The ability of leaders to generate and maintain trust among employees is vital during times of change. Your role is to shine a light on the safest route, through choppy waters, like a lighthouse.
Trust is an antidote to the potential paralysis caused by uncertainty.
Compare the experiences of two similar audiences addressed by leaders communicating change:
In the first instance, the leader swept into the facility in an almost presidential cavalcade. He spoke to the assembled masses for all of 10 minutes using four slides: market conditions, company performance, the change programme and, oh yes, this facility is closing with the loss of all jobs. He promptly left in his presidential limo.
In the second instance, the leader arrived and parked her family car in the main car park. When she addressed the workforce, she came immediately to the challenging messages of the day, balancing empathy with directness. Afterwards, she conducted an open and honest Q&A and ate with staff in their canteen, met with staff reps later in the day, toured the building and stayed to talk to the night shift.
Employees judge whether they can trust the organisation and continue to engage with it by evaluating what their leaders say and do – and indeed what they don’t say and don’t do. This is a delicate task. Trust can take years to develop, but just seconds to destroy.
So, if you’re a leader or manager, what can you do to generate and maintain trust?
Know your shadow
As a leader the light is always shining on you, as a representative of your organisation, you’ll be casting a shadow – an unconscious projection of your real feelings. Everything you do or say will be scrutinised for signs of whether you believe what you are saying.
Trust erodes when people get mixed messages – when you say one thing and yet their instinct or your actions are telling them something else. Sometimes you won’t even be aware these mixed messages are happening. People will often take a throwaway comment or hasty email and read their own meanings into it.
Behaviours often spotted in the field, inadvertently exhibited by leaders in organisations going through change, include:
- Shrugging of shoulders and heaving deep sighs when asked for information.
- Referring to other leaders as ‘they’ – as in “They haven’t told me that yet” or “I’ll tell you when they’ve told me”.
- Indicating – verbally or non-verbally – that they’ve heard a question a thousand times before
- Being dismissive of a question from an audience – before asking the audience for further questions.

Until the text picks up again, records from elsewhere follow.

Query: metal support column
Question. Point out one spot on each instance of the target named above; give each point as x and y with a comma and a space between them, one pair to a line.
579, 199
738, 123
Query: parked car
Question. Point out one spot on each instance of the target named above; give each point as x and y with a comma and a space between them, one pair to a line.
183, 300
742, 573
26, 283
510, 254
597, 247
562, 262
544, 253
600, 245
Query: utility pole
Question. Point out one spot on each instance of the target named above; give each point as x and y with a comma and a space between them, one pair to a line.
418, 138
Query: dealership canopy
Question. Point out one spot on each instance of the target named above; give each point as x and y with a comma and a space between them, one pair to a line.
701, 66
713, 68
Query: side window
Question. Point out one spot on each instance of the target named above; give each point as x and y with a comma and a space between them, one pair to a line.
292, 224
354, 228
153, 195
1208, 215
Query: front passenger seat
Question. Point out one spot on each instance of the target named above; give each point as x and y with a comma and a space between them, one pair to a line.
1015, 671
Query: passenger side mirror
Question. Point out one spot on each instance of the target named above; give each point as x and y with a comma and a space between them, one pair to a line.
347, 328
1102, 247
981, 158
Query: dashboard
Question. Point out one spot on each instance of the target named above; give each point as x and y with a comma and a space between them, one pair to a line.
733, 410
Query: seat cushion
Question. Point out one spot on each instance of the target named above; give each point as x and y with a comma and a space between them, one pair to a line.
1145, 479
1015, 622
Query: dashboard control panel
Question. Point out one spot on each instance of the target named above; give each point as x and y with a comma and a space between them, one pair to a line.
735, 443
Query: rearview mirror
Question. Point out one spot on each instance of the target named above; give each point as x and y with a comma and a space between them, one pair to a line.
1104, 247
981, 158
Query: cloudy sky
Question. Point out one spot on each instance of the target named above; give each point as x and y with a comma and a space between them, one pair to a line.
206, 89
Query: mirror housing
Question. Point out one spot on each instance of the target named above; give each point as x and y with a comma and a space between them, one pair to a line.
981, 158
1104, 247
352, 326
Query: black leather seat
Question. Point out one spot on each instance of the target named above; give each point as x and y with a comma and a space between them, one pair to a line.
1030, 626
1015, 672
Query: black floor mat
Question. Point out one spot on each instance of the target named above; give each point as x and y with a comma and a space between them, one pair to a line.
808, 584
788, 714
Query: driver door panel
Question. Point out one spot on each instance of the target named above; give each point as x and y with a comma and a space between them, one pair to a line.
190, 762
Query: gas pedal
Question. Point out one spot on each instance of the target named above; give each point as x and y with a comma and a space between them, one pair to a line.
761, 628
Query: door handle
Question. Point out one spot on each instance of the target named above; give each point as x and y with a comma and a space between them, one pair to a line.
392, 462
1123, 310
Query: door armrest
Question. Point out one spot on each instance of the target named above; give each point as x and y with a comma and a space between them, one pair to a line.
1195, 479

- Succumbing to the temptation of siding with direct reports rather than the organisation: “I know what you mean – it’s dreadful, isn’t it?”
Be an inspirational ‘beacon of light’
Becoming a clear, unambiguous beacon of light, begins with knowing yourself and surfacing any conscious or unconscious blockers you may be holding. Being clear about your thoughts and feelings enables you to deal with them and avoid them leaking out to others when you don’t want them to.
So, work with someone you trust to evaluate what’s really going on for you. What issues am I avoiding because I’m uncomfortable about them – address the ‘elephants in the room’? How can I confront those elephants? Is the change causing me to trade on my personal values?
Also, get regular honest feedback from a trusted colleague to help you see when you are being a beacon of light, or casting a negative shadow.
Then you can take some proactive steps to ensure you are a beacon of light:
- Strike the right tone. When speaking to colleagues, exhibit patience, honesty and empathy. Balance that with being confident in company strategy.
- Slow down to give colleagues a chance to absorb what you are saying – even when the temptation is to speed up to get past the awkwardness of telling people what they might not want to hear.
- Consider sharing your own feelings and concerns for your own future, but own the change: “I’m excited by this, but I am nervous too – like you it’s affecting me and my family…”
- Be contagiously excited about the possibilities while acknowledging the difficulties.
- Provide the rationale behind the decisions you’ve made.
- Pay attention to your body language. If you have a positive message, make sure you are sitting or standing tall and project energy.
- Watch for signs of anxious micromanaging – over-detailed emails, constant checking, etc.
Remember: trust is like a mirror; once it’s broken, you never look at it the same again.